Close exposure to working-age household members and neighbours is associated with increased coronavirus disease mortality among older adults, found a population-based, observational study conducted by Swedish researchers, and published in the medical journal, The Lancet.
The study aimed to investigate how individual-level housing and neighbourhood characteristics are associated with Covid-19 mortality in older adults, as housing characteristics and neighbourhood context are considered risk factors for Covid-19 mortality among older adults.
The researchers used data from the cause-of-death register held by the Swedish National Board of Health and Welfare to identify recorded Covid-19 mortality and mortality from other causes among individuals (aged ≥70 years) in Stockholm , Sweden, between March 12 and May 8, 2020.
"Researchers have underlined the importance of living arrangements and household composition, such as care homes, crowded housing, and mixed-age households, as well as social contacts outside the household for understanding the spread of severe acute respiratory syndrome coronavirus 2 (SARS-CoV-2)," the paper said.

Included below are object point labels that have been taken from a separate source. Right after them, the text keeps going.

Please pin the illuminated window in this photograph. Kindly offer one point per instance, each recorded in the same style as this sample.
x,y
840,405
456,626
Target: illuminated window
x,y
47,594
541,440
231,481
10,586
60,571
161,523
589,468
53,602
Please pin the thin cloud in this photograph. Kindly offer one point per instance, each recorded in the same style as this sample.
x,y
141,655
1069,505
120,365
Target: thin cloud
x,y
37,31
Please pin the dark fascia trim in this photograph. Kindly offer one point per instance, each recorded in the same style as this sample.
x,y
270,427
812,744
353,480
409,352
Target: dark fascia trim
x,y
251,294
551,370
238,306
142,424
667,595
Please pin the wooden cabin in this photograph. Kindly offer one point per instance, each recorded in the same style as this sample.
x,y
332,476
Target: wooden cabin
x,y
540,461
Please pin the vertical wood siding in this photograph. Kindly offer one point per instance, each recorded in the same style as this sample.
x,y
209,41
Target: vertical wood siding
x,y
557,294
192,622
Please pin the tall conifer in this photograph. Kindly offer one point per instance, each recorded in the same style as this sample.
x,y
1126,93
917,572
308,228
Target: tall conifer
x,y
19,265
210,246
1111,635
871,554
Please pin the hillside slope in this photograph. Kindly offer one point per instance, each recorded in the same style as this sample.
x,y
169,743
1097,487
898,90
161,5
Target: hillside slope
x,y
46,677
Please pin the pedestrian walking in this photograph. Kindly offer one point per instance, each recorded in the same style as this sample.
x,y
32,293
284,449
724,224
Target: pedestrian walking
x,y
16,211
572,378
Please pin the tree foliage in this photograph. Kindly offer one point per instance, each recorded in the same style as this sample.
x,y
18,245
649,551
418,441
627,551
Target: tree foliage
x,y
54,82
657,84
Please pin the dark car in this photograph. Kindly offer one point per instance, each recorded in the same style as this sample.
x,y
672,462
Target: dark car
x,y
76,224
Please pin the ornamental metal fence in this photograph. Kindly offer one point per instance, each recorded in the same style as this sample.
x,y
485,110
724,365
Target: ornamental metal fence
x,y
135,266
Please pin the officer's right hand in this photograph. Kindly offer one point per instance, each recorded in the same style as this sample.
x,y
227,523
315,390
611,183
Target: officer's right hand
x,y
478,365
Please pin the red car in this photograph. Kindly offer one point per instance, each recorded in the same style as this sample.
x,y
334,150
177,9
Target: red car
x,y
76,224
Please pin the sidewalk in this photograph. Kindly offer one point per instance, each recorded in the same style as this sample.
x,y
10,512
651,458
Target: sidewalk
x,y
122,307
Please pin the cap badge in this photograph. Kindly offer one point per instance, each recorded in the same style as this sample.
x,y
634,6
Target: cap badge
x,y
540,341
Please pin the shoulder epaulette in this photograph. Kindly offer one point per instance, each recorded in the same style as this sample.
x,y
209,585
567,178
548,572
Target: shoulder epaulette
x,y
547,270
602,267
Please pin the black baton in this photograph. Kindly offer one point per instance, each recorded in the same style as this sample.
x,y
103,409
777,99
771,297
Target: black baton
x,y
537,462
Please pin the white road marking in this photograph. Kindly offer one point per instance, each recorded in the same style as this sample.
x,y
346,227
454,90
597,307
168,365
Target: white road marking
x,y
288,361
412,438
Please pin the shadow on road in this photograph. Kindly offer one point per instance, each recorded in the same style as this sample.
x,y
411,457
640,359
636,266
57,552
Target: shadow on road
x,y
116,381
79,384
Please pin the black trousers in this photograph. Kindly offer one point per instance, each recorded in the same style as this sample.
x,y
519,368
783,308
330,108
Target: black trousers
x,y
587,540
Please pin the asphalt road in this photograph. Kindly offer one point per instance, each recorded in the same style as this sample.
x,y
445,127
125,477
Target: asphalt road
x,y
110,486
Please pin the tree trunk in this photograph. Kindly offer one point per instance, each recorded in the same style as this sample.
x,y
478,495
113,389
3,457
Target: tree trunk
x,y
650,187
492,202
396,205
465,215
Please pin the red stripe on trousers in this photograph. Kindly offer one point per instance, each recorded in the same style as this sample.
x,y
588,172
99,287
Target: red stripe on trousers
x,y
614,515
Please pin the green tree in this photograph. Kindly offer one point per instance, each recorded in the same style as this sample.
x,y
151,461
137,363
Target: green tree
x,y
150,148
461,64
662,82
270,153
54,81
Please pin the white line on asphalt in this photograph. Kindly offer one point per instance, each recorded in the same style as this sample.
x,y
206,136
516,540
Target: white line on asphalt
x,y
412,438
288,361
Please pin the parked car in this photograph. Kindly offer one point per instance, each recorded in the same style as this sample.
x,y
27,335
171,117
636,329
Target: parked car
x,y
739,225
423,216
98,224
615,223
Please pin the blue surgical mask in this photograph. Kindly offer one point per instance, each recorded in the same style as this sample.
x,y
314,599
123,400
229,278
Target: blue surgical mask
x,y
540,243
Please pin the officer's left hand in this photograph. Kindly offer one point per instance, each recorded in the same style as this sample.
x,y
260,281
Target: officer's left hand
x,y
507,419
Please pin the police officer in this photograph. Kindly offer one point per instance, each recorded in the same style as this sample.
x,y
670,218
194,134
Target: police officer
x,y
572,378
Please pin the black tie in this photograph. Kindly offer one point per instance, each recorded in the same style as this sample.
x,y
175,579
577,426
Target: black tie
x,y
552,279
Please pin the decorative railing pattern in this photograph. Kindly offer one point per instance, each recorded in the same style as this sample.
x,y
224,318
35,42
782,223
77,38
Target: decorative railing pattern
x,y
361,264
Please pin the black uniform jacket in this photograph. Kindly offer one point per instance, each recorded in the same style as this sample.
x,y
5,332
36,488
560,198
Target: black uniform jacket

"Living arrangements shape the contact that older adults have with individuals from within or outside the household. In addition, their risk of infection can be shaped by their broader neighbourhood environment."
The study titled "Residential context and Covid-19 mortality among adults aged 70 years and older in Stockholm: a population-based, observational study using individual-level data" is the first to evaluate such associations using individual-level data based on a full population.
Also, living in a care home was found to be associated with increased mortality, potentially through exposure to visitors and care workers, but also due to poor underlying health among care home residents.
"These factors should be considered when developing strategies to protect this group," said researchers in the paper.
The age-wise infection break-up among Indian patients also suggests that Covid-19 affects the elderly population more severely. Also, this group may not be stepping out itself, but it still runs the risk of exposure.
"Children going to school, or other family members stepping out for work can bring back infection, and risk exposing their grandparents and other older family members who may also be suffering from certain comorbidities There is always a risk exposing them," said Dr JS Bhasin, head, paediatrics department, BLK Hospital, Delhi.